Лента предлагает варианты совпадений, способных спровоцировать человека на героизм. Поначалу Жанис отказывается принять в семью еврейскую девочку, и чувство вины срабатывает четко, как пусковой механизм, — Жанис начинает искупать ее, спасая всех, кого может и не может. И второй мотив: войти в положение другого легче, когда тебя самого погружают в ситуацию жертвы, ведут на допрос, и ты в деталях узнаешь, каково это — быть человеком, которому грозит смерть. Два этих мотива накладываются один на другой, и
думать, что совпадение обстоятельств обеспечило бы столь же красивые поступки с нашей стороны, волен каждый.
Нам позволено заблуждаться по собственному поводу: мирное время щадит человека еще и в том смысле, что устраивает ему проверку на бесстрашие лишь изредка.
А Жанис уже не способен не думать о других даже больше, чем о собственной семье. Семья — часть его самого, и он рискует родными, как рискует собой. Характерно, что о решении прятать евреев от немцев Жанис сообщает Йоханне в момент наивысшего напряжения супружеской страсти — любовь трансформируется в подвиг, обезоруживает жену, превращает в соратницу, в верное продолжение мужа.
Героизм не может быть лишен достойных эстетических характеристик — и лента удивительно хороша.
Чего стоит один только эпизод, когда Йоханна моет голову и говорит с мужем сквозь мокрые пряди — проводит по ним двумя пальчиками, выжимает робкие капли. Эпизод решен «по Тарковскому» — в «Зеркале» струи воды продолжали роскошные волосы Маргариты Тереховой, и Андрей Тарковский предъявлял нам победительную, несмотря на будничное занятие, женскую красоту. А Давис Симанис снимал кадры «с родословной» — родовитые, отсылающие к киноклассике — и тем самым расширял тему, наслаивал на нее красоту характера и тихий героизм спутницы героя.

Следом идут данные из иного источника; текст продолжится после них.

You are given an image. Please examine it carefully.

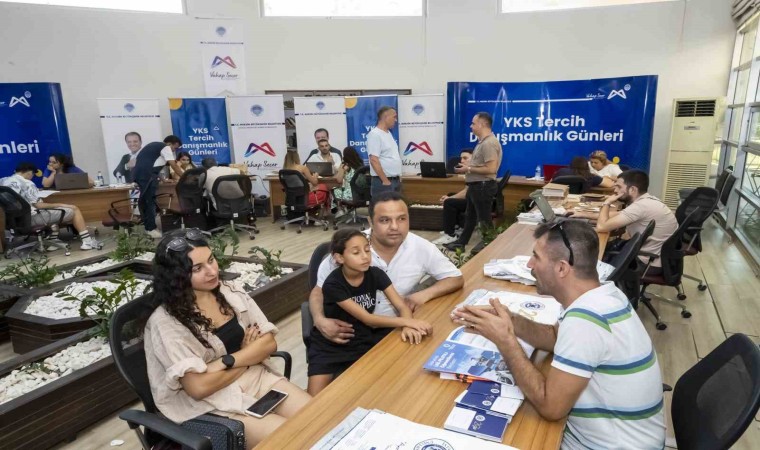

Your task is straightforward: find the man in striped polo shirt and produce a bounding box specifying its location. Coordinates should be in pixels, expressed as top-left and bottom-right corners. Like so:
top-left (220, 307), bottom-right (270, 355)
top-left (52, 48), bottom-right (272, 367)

top-left (455, 220), bottom-right (665, 449)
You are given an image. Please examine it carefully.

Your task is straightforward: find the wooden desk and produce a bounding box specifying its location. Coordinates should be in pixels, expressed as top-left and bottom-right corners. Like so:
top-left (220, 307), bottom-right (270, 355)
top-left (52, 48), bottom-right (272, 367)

top-left (257, 224), bottom-right (588, 450)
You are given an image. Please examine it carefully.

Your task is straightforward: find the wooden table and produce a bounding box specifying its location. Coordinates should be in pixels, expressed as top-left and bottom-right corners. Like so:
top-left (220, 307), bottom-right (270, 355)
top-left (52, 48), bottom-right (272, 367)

Фильм начинается со сцены спасения ребенка. Те, кто был рядом, не уследили, и руку тонущему сыну протянул именно Жанис. В принципе — чем не метафора, но строгое устройство фильма не допускает столь явных художественных обобщений, слишком «от ума» и «от искусства»: история жизненная, и навешивать на документальную основу сюжета заметные глазу украшения было просто нельзя. Авторам хватило вкуса обойтись минимумом выразительных средств, и это только усилило эмоциональное воздействие картины.
Сделать честную картину красивой было непросто. Но именно красота каждого кадра стала как раз тем, что не отвлекает от трагических ситуаций, не противостоит им, а позволяет их поддержать.
Вечера с присущим им напряженным, тревожным очарованием. Ночи с мягко высвеченными деталями. Дымы и дымки, расслаивающие изображение на четкие и размытые планы. Панорама горящего города, когда трассирующие пули снабжают ее новогодним елочным дождиком, и ты понимаешь: заворожить пейзажами способна даже война. Оператор упрятал кадры в приглушенные тона — словно чуть расцветил и оживил черно-белые фотографии того времени. Поместить «Отца Ночь» в цвета негромкие, в освещение сумеречное, способное расфокусировать глаз охранника, было решением логичным. И этически оправданным — совершенство картинки здесь опирается на гармонию, которая в равной степени должна ласкать взор и трогать душу.
В финальных титрах поименно перечисляются участники массовки — они играли тех, кого расстреляли, и в память о погибших фамилии тянутся долгой траурной лентой. И это тоже — о красоте.
Кинематографисты сделали то, что считали своим долгом: это был их поступок.